C'est une idée dominante : la religion promeut la
violence car elle est absolutiste, source de divisions et
irrationnelle. Mais peut-on séparer la violence "religieuse"
de la violence "séculière" ? C'est la question
que pose William Cavanaugh dans cet essai magistral
publié simultanément aux Presses de l'Université
d'Oxford et en France.
Au coeur du problème, l'invention d'un concept universel
de "religion" accompagnant l'émergence de
l'État moderne et la marginalisation de l'Église.

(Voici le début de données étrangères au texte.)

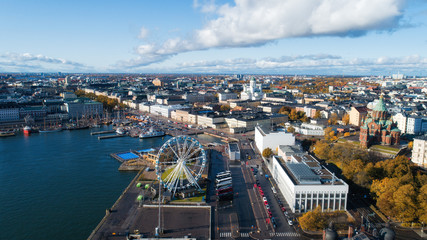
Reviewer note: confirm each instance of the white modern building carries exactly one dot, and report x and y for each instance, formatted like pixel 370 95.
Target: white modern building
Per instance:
pixel 234 151
pixel 226 95
pixel 252 91
pixel 83 107
pixel 265 138
pixel 310 129
pixel 165 110
pixel 410 124
pixel 287 152
pixel 400 119
pixel 419 151
pixel 9 112
pixel 414 125
pixel 306 185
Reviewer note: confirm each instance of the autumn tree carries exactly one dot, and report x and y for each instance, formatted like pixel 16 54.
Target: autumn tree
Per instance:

L'examen historique des «Guerres de religion» révèle
qu'on ne peut isoler le facteur religieux de la résistance
des élites locales face aux menées centralisatrices des
souverains. L'État-nation s'est approprié le sacré,
devenant lui-même l'objet d'une nouvelle "religion"
exigeant une loyauté exclusive conduisant à la guerre.
En Occident, le mythe de la violence religieuse est une
arme pour limiter le rôle public des chrétiens. En politique
étrangère, il légitime la «guerre libérale de libération»
contre les sociétés non-séculières.
Cavanaugh déconstruit brillamment un mythe fondateur
de la modernité et ouvre de nouvelles voies à la
réflexion sur l'origine de la violence.